手順①で生成した説明文やサンプルクエリが「分析情報」タブから確認することができます。
このようにして、BigQueryだけでなくKnowledge Catalog経由でも検索・参照することが確認できました。
3. データエージェント作成時の挙動
knowledge_catalog_demoのテーブルを使用し、データエージェントを作成します。
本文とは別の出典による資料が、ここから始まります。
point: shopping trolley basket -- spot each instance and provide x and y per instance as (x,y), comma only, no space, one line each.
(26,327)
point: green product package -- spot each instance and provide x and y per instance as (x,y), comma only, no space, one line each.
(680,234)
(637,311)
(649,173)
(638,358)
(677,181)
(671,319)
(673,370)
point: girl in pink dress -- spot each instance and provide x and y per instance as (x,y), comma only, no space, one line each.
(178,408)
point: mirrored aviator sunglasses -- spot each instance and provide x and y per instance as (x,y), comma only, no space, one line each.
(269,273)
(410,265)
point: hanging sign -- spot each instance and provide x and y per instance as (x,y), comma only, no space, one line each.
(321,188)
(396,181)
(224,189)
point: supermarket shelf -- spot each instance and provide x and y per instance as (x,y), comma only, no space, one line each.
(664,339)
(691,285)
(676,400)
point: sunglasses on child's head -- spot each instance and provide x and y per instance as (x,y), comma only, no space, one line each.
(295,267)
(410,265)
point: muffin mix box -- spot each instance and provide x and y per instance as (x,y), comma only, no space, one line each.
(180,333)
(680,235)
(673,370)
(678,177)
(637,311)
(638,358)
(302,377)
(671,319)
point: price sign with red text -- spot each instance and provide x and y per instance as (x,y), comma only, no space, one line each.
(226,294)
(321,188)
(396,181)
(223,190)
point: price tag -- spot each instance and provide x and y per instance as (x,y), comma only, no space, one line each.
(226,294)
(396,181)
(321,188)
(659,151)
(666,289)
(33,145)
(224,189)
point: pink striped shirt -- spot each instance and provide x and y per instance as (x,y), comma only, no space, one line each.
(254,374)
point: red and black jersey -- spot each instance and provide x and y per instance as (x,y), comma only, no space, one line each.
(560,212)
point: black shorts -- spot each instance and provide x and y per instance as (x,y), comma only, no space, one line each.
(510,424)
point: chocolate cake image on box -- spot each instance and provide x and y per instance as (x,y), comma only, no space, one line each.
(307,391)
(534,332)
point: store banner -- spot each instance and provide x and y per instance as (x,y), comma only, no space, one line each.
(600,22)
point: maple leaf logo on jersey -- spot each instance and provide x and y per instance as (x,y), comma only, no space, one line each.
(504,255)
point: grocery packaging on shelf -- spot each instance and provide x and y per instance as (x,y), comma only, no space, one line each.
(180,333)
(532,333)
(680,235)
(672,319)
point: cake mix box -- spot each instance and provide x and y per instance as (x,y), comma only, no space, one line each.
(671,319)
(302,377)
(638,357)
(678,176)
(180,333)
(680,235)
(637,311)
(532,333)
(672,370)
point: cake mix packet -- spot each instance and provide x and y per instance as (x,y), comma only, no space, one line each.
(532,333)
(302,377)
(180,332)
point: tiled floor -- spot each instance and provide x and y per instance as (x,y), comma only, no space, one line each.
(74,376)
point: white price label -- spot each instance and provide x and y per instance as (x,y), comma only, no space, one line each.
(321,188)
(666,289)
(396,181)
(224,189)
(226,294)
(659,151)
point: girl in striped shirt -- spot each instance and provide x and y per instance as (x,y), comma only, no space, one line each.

(エージェント作成は前回記事を参照)
公式ドキュメントには、知識ソースとしてテーブルを選択する際の挙動について、次のように説明されています(意訳)。
「あらかじめインサイトを生成していない場合、データエージェント作成時に知識ソースとしてテーブルを選択すると、システムが自動的にインサイトを生成する」
手元で検証してみたところ、「自動生成されたインサイト」はKnowledge Catalogに公開されている様子はなく、そのエージェントの中だけで使われる一時的なものの可能性が高いことが分かりました。
つまり、データエージェントを作るだけなら自動生成に任せておけば十分ですが、
同じテーブルを他のAIエージェントでも使いたい場合は、エージェント作成前にあらかじめメタデータを生成・公開しておく必要がありそうです。
4. MCP経由でメタデータを参照
Knowledge Catalogに一元管理されたメタデータは、MCP経由でConversational Analytics以外のAIエージェントからも参照できるとされています。
- Knowledge Catalogには、ローカル/リモートのMCPサーバーが用意されている
- 以下のようなツールも用意されている
-
search_entries:エントリ検索 -
lookup_entry:エントリの詳細を取得 -
lookup_context:LLM向けに整形されたコンテキストを取得
-
- Gemini CLI, Claude, ChatGPT, ADKで構築した独自のエージェントなど、MCPに対応したクライアントから利用可能
まとめ
- Knowledge Catalogは、包括的なデータ資産の目録+業務辞書
- メタデータの自動生成は、BigQuery StudioとKnowledge Catalogどちらからも実行可能
- データエージェント作成時に自動生成されるインサイトは、そのエージェントに閉じた一時的なものである可能性が高い
- 複数のエージェントやツールで利用したい場合は、事前にメタデータを生成・公開しておく必要がある
- 公開したメタデータは、MCP経由で様々なAIエージェントに活用可能
「AIがAIのために業務コンテキストを作る」という一連の流れのうち、メタデータを自動生成し、Knowledge Catalogに一元管理できる状態を作るところまで確認できました。
回答精度への影響までは検証しきれませんでしたが、AIエージェントが構造化データを自然言語的に理解するための手段として、メタデータの整備には確かな意味がありそうです。